Strategic Use of Evidence

  • If a suspect does not know what evidence the interviewer has, a truthful account will be more consistent with available evidence than a deceptive one.
  • Truth tellers will provide more detailed accounts than liars.
  • Liars are more likely to change their stories if later made aware of the evidence.

Study Outcome

  • Half of interrogators received training in strategic use of evidence; half had not.
  • All interrogators were provided with the same three pieces of evidence.
  • Deception detection accuracy was good when interrogators had strategic use of evidence training.
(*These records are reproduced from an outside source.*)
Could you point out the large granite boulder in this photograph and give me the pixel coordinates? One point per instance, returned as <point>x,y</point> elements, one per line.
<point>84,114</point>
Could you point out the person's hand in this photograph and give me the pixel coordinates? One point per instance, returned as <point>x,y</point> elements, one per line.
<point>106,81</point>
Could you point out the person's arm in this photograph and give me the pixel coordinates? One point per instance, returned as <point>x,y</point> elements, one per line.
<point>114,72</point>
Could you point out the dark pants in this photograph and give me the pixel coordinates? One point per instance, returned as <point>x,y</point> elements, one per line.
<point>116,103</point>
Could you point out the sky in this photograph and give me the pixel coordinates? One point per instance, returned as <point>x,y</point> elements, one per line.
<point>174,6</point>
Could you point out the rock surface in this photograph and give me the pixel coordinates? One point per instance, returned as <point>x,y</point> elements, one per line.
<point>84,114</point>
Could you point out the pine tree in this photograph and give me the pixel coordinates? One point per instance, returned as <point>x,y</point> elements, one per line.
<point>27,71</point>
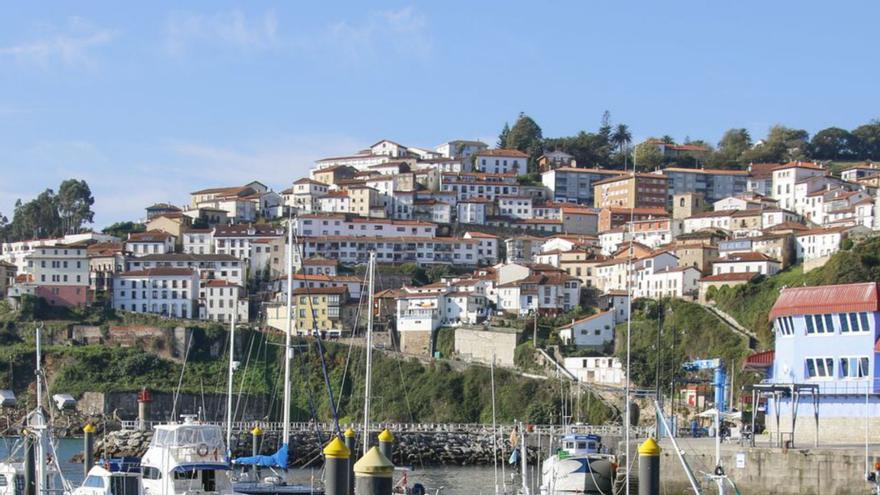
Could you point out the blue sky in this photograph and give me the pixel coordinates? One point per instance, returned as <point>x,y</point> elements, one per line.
<point>153,100</point>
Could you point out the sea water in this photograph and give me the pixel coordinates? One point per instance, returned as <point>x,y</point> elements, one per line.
<point>450,480</point>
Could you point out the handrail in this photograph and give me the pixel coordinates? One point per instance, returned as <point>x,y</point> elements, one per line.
<point>270,426</point>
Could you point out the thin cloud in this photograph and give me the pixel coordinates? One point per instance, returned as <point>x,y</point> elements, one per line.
<point>184,30</point>
<point>71,46</point>
<point>403,31</point>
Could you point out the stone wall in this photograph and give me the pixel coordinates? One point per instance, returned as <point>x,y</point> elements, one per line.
<point>212,407</point>
<point>479,344</point>
<point>415,342</point>
<point>761,470</point>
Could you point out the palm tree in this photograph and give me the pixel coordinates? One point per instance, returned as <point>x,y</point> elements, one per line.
<point>621,138</point>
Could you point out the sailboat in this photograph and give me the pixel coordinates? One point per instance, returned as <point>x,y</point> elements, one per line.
<point>39,432</point>
<point>276,484</point>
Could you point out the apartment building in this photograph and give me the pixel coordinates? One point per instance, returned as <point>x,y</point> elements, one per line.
<point>631,191</point>
<point>171,292</point>
<point>60,274</point>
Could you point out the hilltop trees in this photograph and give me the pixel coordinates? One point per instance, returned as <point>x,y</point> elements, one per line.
<point>51,214</point>
<point>525,136</point>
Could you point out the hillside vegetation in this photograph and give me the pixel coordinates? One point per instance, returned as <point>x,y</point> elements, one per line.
<point>403,390</point>
<point>750,303</point>
<point>687,332</point>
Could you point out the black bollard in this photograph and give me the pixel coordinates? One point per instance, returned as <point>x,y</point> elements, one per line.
<point>386,444</point>
<point>649,468</point>
<point>88,447</point>
<point>373,474</point>
<point>30,467</point>
<point>350,442</point>
<point>336,457</point>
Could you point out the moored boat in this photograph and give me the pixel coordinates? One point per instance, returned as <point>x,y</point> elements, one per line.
<point>578,466</point>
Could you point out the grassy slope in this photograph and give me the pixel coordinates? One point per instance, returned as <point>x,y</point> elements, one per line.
<point>750,304</point>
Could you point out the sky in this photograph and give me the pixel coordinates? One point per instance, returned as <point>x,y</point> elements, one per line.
<point>148,101</point>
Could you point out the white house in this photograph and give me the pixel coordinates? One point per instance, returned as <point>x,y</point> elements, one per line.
<point>595,331</point>
<point>519,207</point>
<point>198,241</point>
<point>151,242</point>
<point>598,370</point>
<point>501,161</point>
<point>162,291</point>
<point>219,299</point>
<point>746,262</point>
<point>679,281</point>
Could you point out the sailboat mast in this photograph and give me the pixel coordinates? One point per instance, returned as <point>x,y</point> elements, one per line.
<point>229,385</point>
<point>371,268</point>
<point>285,438</point>
<point>494,430</point>
<point>39,424</point>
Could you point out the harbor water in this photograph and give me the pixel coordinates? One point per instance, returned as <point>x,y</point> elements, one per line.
<point>453,480</point>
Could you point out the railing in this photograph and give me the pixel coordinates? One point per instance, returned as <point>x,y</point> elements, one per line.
<point>276,426</point>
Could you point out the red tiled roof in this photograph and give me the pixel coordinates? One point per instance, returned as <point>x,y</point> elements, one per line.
<point>730,277</point>
<point>759,361</point>
<point>826,299</point>
<point>307,291</point>
<point>502,152</point>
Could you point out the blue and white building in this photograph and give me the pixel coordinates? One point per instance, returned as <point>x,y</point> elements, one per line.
<point>826,336</point>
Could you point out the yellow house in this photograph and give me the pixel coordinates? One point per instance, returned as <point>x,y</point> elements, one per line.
<point>320,309</point>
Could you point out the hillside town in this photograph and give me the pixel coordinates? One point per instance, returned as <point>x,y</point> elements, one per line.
<point>580,240</point>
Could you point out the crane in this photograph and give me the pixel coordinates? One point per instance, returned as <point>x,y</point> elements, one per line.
<point>719,381</point>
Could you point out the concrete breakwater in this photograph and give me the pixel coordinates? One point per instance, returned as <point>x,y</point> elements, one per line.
<point>411,448</point>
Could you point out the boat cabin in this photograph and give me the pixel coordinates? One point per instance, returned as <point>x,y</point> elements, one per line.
<point>187,457</point>
<point>579,444</point>
<point>114,478</point>
<point>11,479</point>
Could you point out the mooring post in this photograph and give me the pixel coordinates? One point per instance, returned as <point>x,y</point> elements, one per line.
<point>373,474</point>
<point>88,447</point>
<point>30,466</point>
<point>256,433</point>
<point>649,468</point>
<point>144,399</point>
<point>386,444</point>
<point>336,456</point>
<point>350,440</point>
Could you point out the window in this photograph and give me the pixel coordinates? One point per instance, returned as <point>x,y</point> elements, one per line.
<point>819,368</point>
<point>94,482</point>
<point>854,367</point>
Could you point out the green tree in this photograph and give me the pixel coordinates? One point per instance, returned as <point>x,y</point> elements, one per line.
<point>648,156</point>
<point>834,143</point>
<point>75,202</point>
<point>868,140</point>
<point>502,136</point>
<point>621,137</point>
<point>122,229</point>
<point>730,150</point>
<point>526,136</point>
<point>781,145</point>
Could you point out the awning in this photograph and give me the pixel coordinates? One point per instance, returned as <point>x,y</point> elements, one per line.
<point>276,460</point>
<point>186,468</point>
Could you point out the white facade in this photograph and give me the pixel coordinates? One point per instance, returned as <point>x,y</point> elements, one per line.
<point>594,331</point>
<point>219,300</point>
<point>198,242</point>
<point>502,162</point>
<point>515,206</point>
<point>599,370</point>
<point>169,292</point>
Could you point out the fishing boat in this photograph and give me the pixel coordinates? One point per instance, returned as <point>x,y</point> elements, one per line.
<point>578,466</point>
<point>185,459</point>
<point>113,477</point>
<point>11,478</point>
<point>251,483</point>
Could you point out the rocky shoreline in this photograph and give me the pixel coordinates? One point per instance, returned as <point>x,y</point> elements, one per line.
<point>410,449</point>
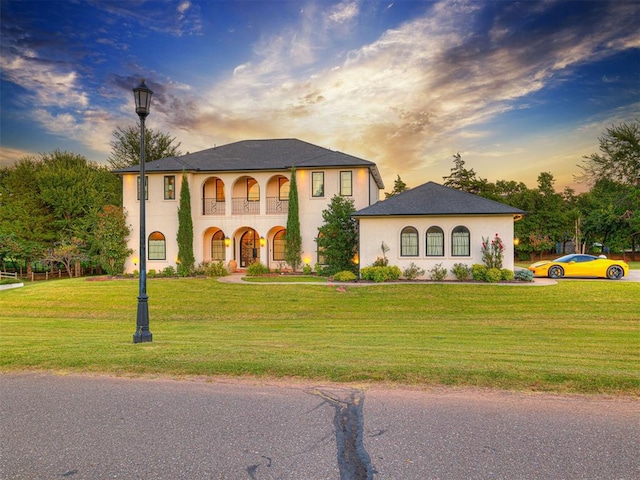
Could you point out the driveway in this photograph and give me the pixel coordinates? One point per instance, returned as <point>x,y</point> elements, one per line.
<point>98,427</point>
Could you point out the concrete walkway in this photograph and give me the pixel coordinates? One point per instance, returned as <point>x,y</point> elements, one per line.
<point>238,279</point>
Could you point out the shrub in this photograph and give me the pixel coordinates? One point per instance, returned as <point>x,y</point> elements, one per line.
<point>461,271</point>
<point>168,271</point>
<point>524,275</point>
<point>256,269</point>
<point>507,274</point>
<point>380,274</point>
<point>322,270</point>
<point>215,269</point>
<point>492,252</point>
<point>479,272</point>
<point>345,276</point>
<point>381,262</point>
<point>412,271</point>
<point>493,275</point>
<point>438,272</point>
If not, D prime was close to chance.

Liar's Dilemma

  • Liars want to provide lots of details because detailed accounts are more likely to be believed, but they don't want to provide false details that could be checked.
  • Liars will have a greater proportion of information consist of details that cannot be checked or verified.

Aiding Credibility Assessment

  • Encourage suspects to say more and ask unexpected questions.
  • Liars will provide less new information than truth tellers.
  • Deceptive suspects will be less able to cope with additional cognitive demands.

Asymmetric Information Management (AIM) Technique

  • Encourage true tellers and liars to adopt different verbal strategies.
  • Suspects are informed that more detailed statements are easier to assess as truthful or deceptive.
  • This should encourage liars to withhold details and truth tellers to be more forthcoming.

AIM Technique Result

  • In the control condition, there isn't much difference in the number of details provided.
  • When using AIM, true tellers respond by providing as much detail as possible, while liars respond by providing as little detail as possible.

Summary

  • Verbal cues are most important in detecting deception.
  • Looking at the content of the lie, the number of details discussed, and the type of detail discussed are promising indications of whether someone is lying or telling the truth.
  • Physiological indicators and polygraph tests have countermeasures and correlate with other things that have nothing to do with lying.
  • Looking at the content of what the suspect is saying is the path forward.